The assassination of the political leader Chokri Belaid: is it the end of Tunisian exceptionalism?

Responses to his death may well mark the end of the line for Islamist politics as we know it in Tunisia.  It may also mark the rise of a unified opposition, which now realizes that its fight is not only, or no longer, for freedom of expression and association but an existential one, a matter of survival.

If political violence is rare in Tunisia, political assassinations in particular are almost non-existent.  That an assassination targets a household name of Tunisian politics and is performed in a spectacular style seems to have shaken Tunisians to the core.

Today as I write, February 6, two extraordinary events took place immediately upon confirmation that Chokri Belaid was assassinated at point blank with shots to the head in the parking lot of an apartment complex as he was leaving his house around 8 am.  The first event was spontaneous demonstrations across the country, which resulted in the sacking of several Al Nahda offices around the country.  The second was an historically unprecedented meeting between the key four opposition blocks, the Popular Front, the Republic Party, Al Masar, and Nida Tounes.  The scale of the attacks against Al Nahda as well as the unified stance of the opposition usher in a turning point in Tunisian politics.  But they also reveal what an iconic figure the 49 year old lawyer and secretary general of the Unified Patriotic Democratic Party (UPDP), Belaid, has become since the revolution.  Who was he?

Student activist in the 1980s, civil rights advocate since the 1990s and prominent anti-Ben Ali figure, Belaid has become a household name since January 2011, peering out at us from television screens almost daily with his trademark thick moustache, fluent speech and forceful opinions.  Imams in mosques took the trouble to smear him as an atheist (kafir); they accused him of being an informant for Ben Ali; the government blamed him for instigating strikes and demonstrations; and he was satirized in comedies and on social media.   At the same time, he was, just like his even more iconic friend and fellow leftist, Hamma Hammami, “humanized” in the eyes of the general public through human-interest stories such as television visits to his home, a regular presence in social programmes and even in Ramadhan entertainment shows.  In addition, Belaid was a burgeoning poet before devoting himself to politics.
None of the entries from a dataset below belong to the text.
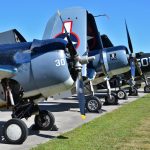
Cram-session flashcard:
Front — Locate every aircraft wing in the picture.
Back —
[0,65,17,80]
[0,29,26,44]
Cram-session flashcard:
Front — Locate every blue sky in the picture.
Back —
[0,0,150,52]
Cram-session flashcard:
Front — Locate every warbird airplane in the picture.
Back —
[43,7,129,111]
[0,8,129,144]
[96,25,150,99]
[0,27,94,144]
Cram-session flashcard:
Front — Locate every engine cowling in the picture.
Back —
[102,46,130,77]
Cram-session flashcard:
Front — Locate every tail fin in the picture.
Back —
[0,29,26,44]
[101,34,114,48]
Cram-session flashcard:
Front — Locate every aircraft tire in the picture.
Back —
[86,96,102,113]
[3,118,28,144]
[144,85,150,93]
[104,93,118,105]
[34,110,55,130]
[116,90,128,99]
[129,87,138,96]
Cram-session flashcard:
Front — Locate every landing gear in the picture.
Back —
[129,87,138,96]
[116,89,128,99]
[104,93,118,105]
[34,110,55,130]
[3,118,28,144]
[144,85,150,93]
[86,96,102,112]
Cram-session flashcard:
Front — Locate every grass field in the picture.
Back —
[33,95,150,150]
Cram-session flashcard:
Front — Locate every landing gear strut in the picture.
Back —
[129,87,138,96]
[2,80,55,144]
[104,78,118,105]
[34,110,55,130]
[3,118,28,144]
[116,89,128,99]
[85,81,102,113]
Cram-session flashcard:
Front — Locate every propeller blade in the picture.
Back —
[76,72,86,119]
[125,21,133,53]
[130,58,135,80]
[135,58,143,76]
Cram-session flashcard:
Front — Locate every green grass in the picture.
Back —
[33,95,150,150]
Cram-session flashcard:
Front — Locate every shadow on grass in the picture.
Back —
[57,135,69,140]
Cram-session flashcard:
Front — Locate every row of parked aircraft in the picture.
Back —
[0,8,150,144]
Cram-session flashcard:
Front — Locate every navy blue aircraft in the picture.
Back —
[98,30,150,99]
[0,8,129,144]
[43,7,130,109]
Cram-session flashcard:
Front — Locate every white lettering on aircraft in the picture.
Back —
[55,59,66,67]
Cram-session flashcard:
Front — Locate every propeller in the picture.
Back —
[58,10,95,119]
[125,21,143,80]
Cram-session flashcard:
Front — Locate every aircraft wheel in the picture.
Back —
[117,90,127,99]
[34,110,55,130]
[3,118,28,144]
[104,93,118,105]
[129,87,138,96]
[86,96,102,112]
[144,85,150,93]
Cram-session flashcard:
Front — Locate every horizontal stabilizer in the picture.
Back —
[101,34,114,48]
[0,29,26,44]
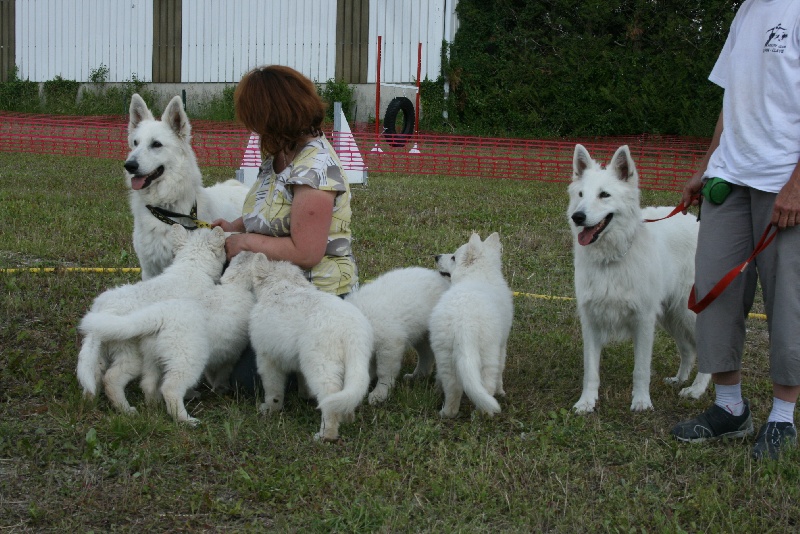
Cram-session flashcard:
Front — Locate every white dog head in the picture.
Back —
[443,232,503,284]
[567,145,641,246]
[169,224,226,280]
[124,94,194,196]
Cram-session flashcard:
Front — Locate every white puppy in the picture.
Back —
[567,145,710,413]
[250,254,373,441]
[430,233,514,417]
[77,225,225,420]
[345,267,450,404]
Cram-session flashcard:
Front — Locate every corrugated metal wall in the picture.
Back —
[153,0,183,83]
[335,0,369,83]
[0,0,15,82]
[6,0,456,83]
[15,0,153,82]
[367,0,452,83]
[181,0,336,83]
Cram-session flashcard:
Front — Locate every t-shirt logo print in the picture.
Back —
[764,23,789,52]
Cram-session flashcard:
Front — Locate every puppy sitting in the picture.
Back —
[250,254,373,442]
[345,267,450,404]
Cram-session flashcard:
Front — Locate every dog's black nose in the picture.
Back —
[572,211,586,226]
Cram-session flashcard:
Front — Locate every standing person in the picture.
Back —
[212,65,358,389]
[672,0,800,459]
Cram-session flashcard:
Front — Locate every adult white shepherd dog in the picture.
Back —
[125,94,248,280]
[567,145,710,413]
[430,232,514,417]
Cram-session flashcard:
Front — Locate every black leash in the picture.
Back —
[147,204,211,230]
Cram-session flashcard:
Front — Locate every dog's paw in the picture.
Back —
[367,386,389,404]
[439,408,458,419]
[631,397,653,412]
[678,384,706,399]
[572,397,597,414]
[181,415,200,427]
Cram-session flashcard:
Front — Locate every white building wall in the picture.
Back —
[10,0,457,84]
[14,0,153,82]
[181,0,336,83]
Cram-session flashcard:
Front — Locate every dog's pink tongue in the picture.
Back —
[131,176,147,191]
[578,226,597,247]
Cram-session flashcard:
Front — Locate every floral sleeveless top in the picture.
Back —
[242,135,358,295]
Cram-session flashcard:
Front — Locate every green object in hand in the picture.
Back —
[701,178,731,204]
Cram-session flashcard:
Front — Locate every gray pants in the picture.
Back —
[695,186,800,386]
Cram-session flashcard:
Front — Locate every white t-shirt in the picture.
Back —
[706,0,800,193]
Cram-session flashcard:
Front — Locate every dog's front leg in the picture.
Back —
[631,317,656,412]
[572,317,603,413]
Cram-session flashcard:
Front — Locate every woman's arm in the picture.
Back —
[225,185,336,269]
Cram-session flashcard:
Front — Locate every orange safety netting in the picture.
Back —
[0,112,708,190]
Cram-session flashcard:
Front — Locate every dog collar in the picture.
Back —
[146,203,211,230]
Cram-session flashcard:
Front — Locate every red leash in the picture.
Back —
[644,197,778,313]
[689,223,778,313]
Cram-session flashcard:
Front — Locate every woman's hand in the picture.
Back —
[211,217,244,232]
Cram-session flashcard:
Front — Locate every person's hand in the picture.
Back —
[772,175,800,229]
[681,172,703,215]
[211,219,244,232]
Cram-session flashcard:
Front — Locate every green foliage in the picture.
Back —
[444,0,740,137]
[0,65,39,113]
[42,75,81,115]
[316,78,355,121]
[77,70,157,115]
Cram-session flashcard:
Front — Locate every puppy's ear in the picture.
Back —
[483,232,502,250]
[161,95,192,140]
[609,145,638,183]
[128,93,153,132]
[169,224,189,254]
[572,144,594,182]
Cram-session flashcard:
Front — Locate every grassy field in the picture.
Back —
[0,153,800,533]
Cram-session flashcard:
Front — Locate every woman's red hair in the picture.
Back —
[233,65,326,155]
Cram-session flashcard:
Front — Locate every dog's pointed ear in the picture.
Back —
[161,95,192,139]
[483,232,502,250]
[169,224,189,254]
[572,144,593,182]
[128,93,153,131]
[609,145,638,183]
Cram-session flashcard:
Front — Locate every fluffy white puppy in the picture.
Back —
[430,232,514,417]
[345,267,450,404]
[250,254,373,442]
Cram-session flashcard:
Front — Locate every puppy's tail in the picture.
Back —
[78,308,164,341]
[318,330,372,415]
[454,345,500,415]
[76,334,103,397]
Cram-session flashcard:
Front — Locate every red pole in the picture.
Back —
[414,43,422,136]
[375,35,381,138]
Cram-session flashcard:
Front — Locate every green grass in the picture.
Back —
[0,153,800,532]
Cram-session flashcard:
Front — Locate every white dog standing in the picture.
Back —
[125,94,247,280]
[77,225,228,420]
[250,254,373,441]
[345,267,450,404]
[567,145,710,413]
[430,233,514,417]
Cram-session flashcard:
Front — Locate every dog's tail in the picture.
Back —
[454,344,500,415]
[78,308,165,341]
[76,334,103,397]
[318,332,372,415]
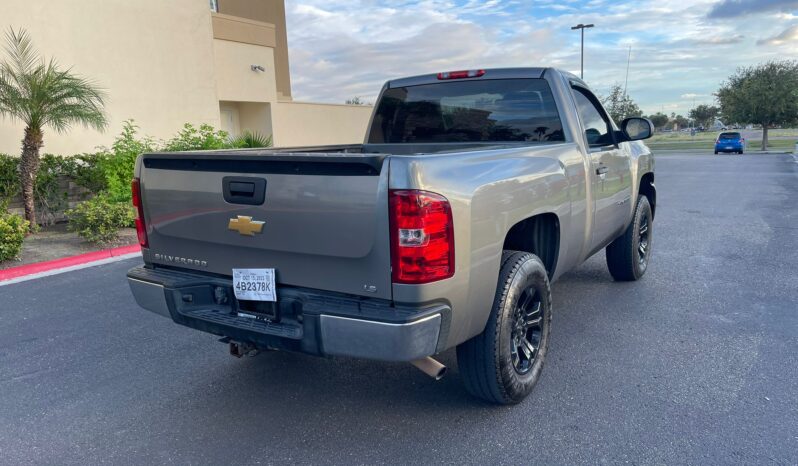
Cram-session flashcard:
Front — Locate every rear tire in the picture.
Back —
[606,196,653,282]
[457,251,551,404]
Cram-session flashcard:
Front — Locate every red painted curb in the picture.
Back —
[0,244,141,282]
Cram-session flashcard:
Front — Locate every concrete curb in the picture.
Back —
[0,244,141,286]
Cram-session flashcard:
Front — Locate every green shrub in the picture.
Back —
[97,120,156,203]
[0,208,28,262]
[163,123,232,152]
[66,195,136,243]
[73,152,109,193]
[33,154,77,224]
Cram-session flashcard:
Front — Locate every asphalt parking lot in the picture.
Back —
[0,154,798,465]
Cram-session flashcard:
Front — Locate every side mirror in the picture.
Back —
[621,117,654,141]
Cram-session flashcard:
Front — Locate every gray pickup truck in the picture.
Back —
[128,68,656,404]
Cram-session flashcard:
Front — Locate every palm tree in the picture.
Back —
[0,29,107,229]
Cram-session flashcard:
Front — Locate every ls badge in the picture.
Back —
[227,215,266,236]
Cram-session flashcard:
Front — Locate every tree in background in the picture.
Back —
[689,104,720,128]
[647,112,670,129]
[601,84,643,123]
[0,29,107,229]
[715,60,798,150]
[670,112,690,129]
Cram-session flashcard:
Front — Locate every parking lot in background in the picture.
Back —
[0,153,798,464]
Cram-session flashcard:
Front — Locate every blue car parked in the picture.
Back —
[715,132,745,154]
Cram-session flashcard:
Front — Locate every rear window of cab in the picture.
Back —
[369,79,565,144]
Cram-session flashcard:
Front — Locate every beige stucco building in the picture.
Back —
[0,0,371,155]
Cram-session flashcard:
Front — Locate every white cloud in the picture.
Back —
[287,0,798,113]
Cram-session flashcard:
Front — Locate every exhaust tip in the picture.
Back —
[410,357,448,380]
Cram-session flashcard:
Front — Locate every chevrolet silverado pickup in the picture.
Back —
[128,68,656,404]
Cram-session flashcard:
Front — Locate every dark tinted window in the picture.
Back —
[369,79,565,144]
[574,87,614,147]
He often quoted the literary tradition at will and spoke a flawless Arabic. For these reasons, he could not be accused of being the traditional uprooted Francophile secular nor the customary dogmatic Marxist.  His death has something tragic about it. It was foretold in more than the many threats he received, publicly and in private.  As poet, he is best remembered for a poem dedicated to Husain Muruwa, the Lebanese intellectual assassinated by Islamists in the late 1990s.

Along with this “popular appeal”, Belaid maintained a strong line against economic and social neoliberal policies and vociferously opposed Islamist ideas.  His message as well as his profile seem to have resonated well with the core values of the revolution: work, dignity and freedom. His line of thought and action ran through Tunisian politics largely through the potent and ubiquitous Tunisian General Union of Labour (UGTT) where the Tunisian Left has maintained a strong presence at the regional as well as national levels.  The same is true of the student movement, which Belaid led and where he had his training as an activist.  His appeal has been complemented by a rather traditional leftist profile: he lived in a rented apartment with his wife and two young daughters; did not own car; spoke the dialect of the interior regions of the country and avoided glamorous and rich circles. (It is ironic that he was killed in a rental car, driven by someone who is now under suspicion of collaborating in the crime). This explains in part the popular outcry at his killing.

Behind Belaid’s personal and activist story lies the complex and compelling story of the Tunisian Left as a whole.  Responses to his death may well mark the end of the line for Islamist politics as we know it in Tunisia.  It may also mark the rise of a unified opposition, which now realizes that its fight is not only, or no longer, for freedom of expression and association but an existential one, a matter of survival. So far, they plan the following: a national funeral for Belaid; a one-day national strike, calling for the government to resign and freezing all the activities of the Constituent Assembly. If Belaid was a “thorn in the side of the Al Nahda, the Salafis and the government,” as he was called during his life, he is likely to be a decisive nail in their coffin now that he is dead. A first indication of this emerged almost immediately in the Prime Minister’s speech on national television today promiseing to bring to fruition the very ideas Belaid has long promoted, namely, a small government made up of technocrats disassociated from all political parties.  His ideas seem to have sent his party and coalition into disarray.  But amidst all this still-developing situation, one thing is now a reality: Tunisia, which prided itself on peaceful politics, is no longer an exception in the region. The choice of Belaid as the first victim of this violence is a calculated act deigned to maximize the effect and get rid of a powerful figure at one and the same time.        

About the author
Mohamed-Salah Omri is a tutorial fellow at St. John’s College and a Lecturer in Modern Arabic at the University of Oxford.